For example, sadness is an emotion that is present in children who suffer from depression. Despite this, the difficulties in managing it generate symptoms different from those expected for adults, as we will point out in the corresponding section. And it is that this requires coping strategies that the child has yet to acquire as his psychic and neurological development progresses.

Studies on this issue show a prevalence for childhood depression of between 0.3% and 7.8% (according to the evaluation method); and a duration for it of 7-9 months (similar to that of the adult).

Symptoms

Hereinafter we will deal with the particularities of childhood depression. All of them should alert us to the possible existence of a mood disorder, which requires a specific therapeutic approach.

1. Difficulty saying positive things about themselves

Children with depression They tend to express negatively about themselves, and even make surprisingly harsh assertions about their personal worth, which suggests a damaged baseline self-esteem.

They may indicate that they do not want to play with peers their own age because they do not know how to "do things right", or because they fear that they will be rejected or treated badly. In this way, they tend to prefer to stay out of the symbolic play activities between equals, which are necessary for healthy social development.

When they describe themselves, they frequently allude to undesirable aspects, in which they reproduce a pattern of pessimism about the future and eventual guilt for facts to which they did not contribute. These biases in the attribution of responsibility, or even in the expectations regarding the future, usually relate to the stressful events that occur. associated with their emotional state: conflicts between parents, school refusal and even violence in the domestic environment (all of them risk factors important).
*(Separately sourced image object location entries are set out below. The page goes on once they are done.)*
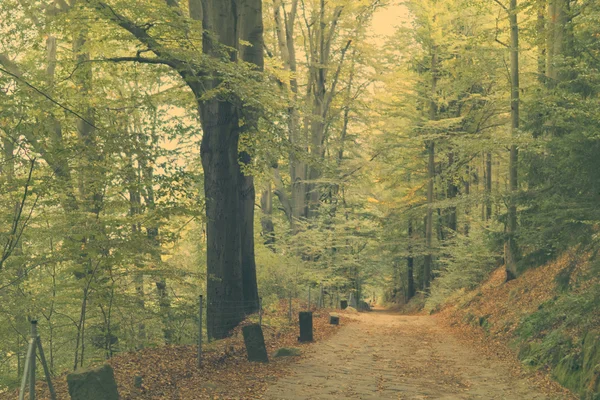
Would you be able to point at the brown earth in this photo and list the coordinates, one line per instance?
(391, 356)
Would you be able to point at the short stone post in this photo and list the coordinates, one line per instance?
(93, 384)
(255, 343)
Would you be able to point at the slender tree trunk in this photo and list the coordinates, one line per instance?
(410, 290)
(428, 261)
(510, 245)
(266, 205)
(250, 30)
(488, 186)
(452, 193)
(467, 189)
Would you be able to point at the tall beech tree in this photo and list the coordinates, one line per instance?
(224, 115)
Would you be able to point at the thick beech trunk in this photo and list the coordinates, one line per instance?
(229, 193)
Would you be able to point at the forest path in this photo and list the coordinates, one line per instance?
(391, 356)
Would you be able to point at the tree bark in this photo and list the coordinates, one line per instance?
(410, 290)
(488, 186)
(428, 261)
(510, 245)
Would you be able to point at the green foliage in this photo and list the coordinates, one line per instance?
(465, 262)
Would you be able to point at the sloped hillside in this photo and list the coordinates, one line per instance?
(549, 316)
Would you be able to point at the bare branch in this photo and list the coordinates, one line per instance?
(17, 77)
(501, 5)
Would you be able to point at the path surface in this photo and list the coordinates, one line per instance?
(391, 356)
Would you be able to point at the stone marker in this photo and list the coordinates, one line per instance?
(305, 326)
(93, 384)
(287, 352)
(137, 381)
(255, 343)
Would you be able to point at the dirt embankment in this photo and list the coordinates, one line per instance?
(546, 320)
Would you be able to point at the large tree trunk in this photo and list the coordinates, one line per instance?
(229, 193)
(428, 261)
(219, 152)
(510, 245)
(250, 30)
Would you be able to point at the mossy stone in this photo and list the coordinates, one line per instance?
(93, 384)
(287, 352)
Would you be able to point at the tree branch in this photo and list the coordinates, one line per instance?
(501, 5)
(17, 77)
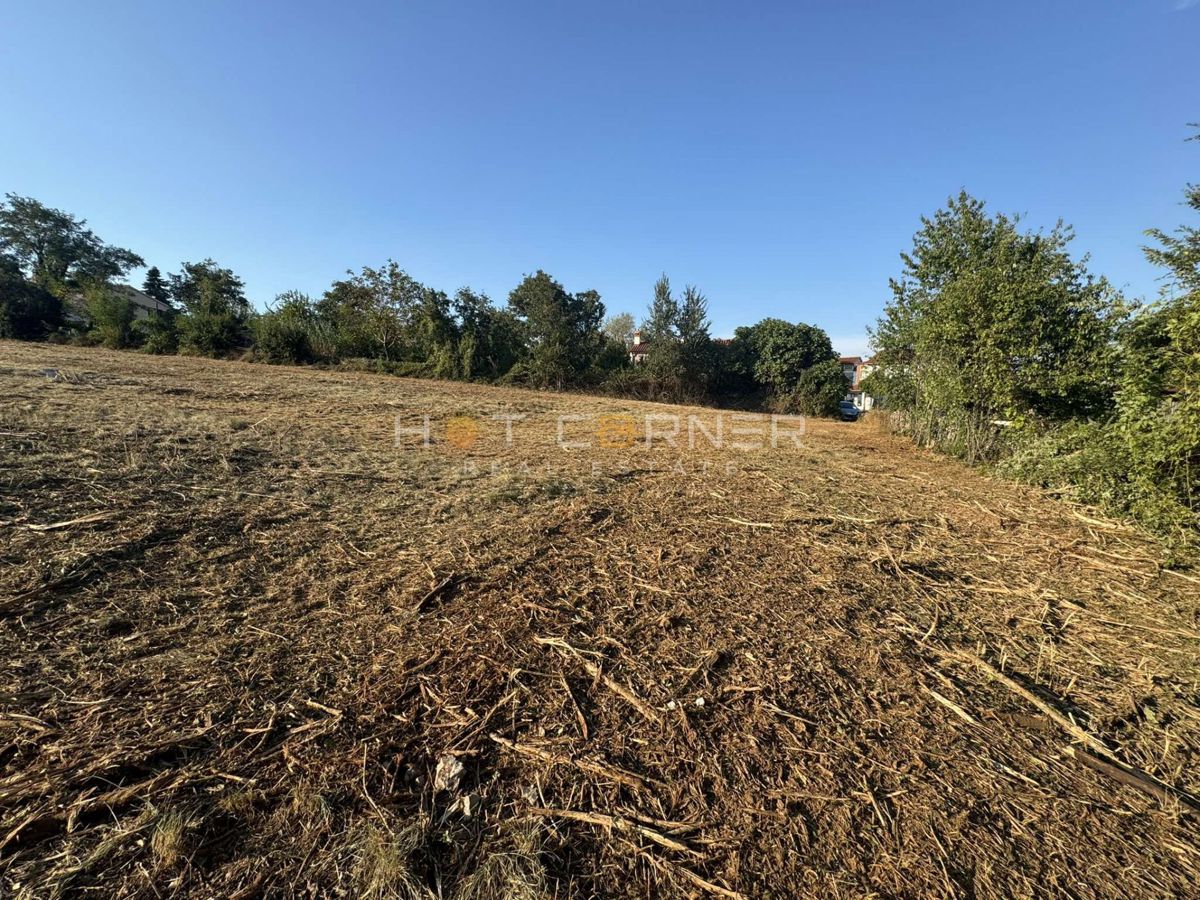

The loss of confidence tends to generalize to more and more areas of the child's daily life, as time progresses and effective therapeutic solutions are not adopted for your case. In the end, it negatively affects their performance in the areas in which they participate, such as academics. Negative results "confirm" the child's beliefs about himself, entering a cycle that is harmful to his mental health and his self-image.

  • You may be interested: "Types of depression: its symptoms, causes and characteristics"

2. Organic aspects predominate

Children with a depressive disorder often show obvious complaints of physical problems, which motivate numerous visits to the pediatrician and hinder their normal attendance at school. The most common are headache (located in the forehead, temples, and neck), abdominal discomfort (including diarrhea or constipation), persistent fatigue, and nausea. The face would tend to take on a sad expression, and to noticeably diminish eye contact.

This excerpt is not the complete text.